As a bonus we are given a "Symphonic Suite" from Jenufa: "symphonic" in the sense that the excerpts from the opera are played without pause, with some of them linked by a motif on the xylophone. (There is a 31-minute suite arranged by Peter Breiner, who also conducts it with the New Zealand Symphony for the Naxos label, but I haven't heard it.) Janacek wrote an overture to Jenufa, which he called Jealousy when he offered it as a concert piece. This is not included in Honeck's "conceptualization," but several dances are, as well as the stormy finale of Act II and the ecstatic conclusion of Act III. The Pittsburgh Symphony plays splendidly throughout the suite, but I'm not sure that all of it works as concert music. The dances from the opera are lively enough, but music derived from arias seems flat on its own, and the finale, which is one of the most thrilling in all opera, seems to need the human voice, or to grow inexorably from the rest of the act, to have its full impact. (Oddly, the movements of the suite are not listed in the booklet or on the cover—it's all one track—but I happened upon a short online article listing the movements and the instrumentation at this link.

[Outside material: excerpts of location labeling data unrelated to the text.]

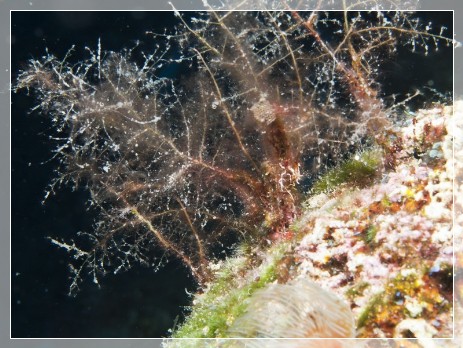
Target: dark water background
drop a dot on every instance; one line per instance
(140, 302)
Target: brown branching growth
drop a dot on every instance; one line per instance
(183, 165)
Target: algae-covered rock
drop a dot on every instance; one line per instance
(378, 254)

As with RR's previous "Pittsburgh Live!" CD, of Richard Strauss tone poems, the orchestra is recorded with tremendous clarity and a slightly distant perspective. (The booklet contains a full page detailing Soundmirror's recording session.) The dynamic range is perhaps too impressive, at least for my system, and only at one point during the Eighth Symphony. Midway through the slow movement the clarinets, playing alone, descend to a ppp note, followed by a ppp note for cellos and basses, before the horns enter with a phrase rising to ffz. I found this passage nearly inaudible without setting the volume at a level too high for the rest of the recording. I know this sounds like a complaint from some distant hi-fi era, from those with inferior equipment, but I do note that Honeck does not call for such an extreme contrast during other ppp passages in the symphony (e.g., the end of the first section of the slow movement).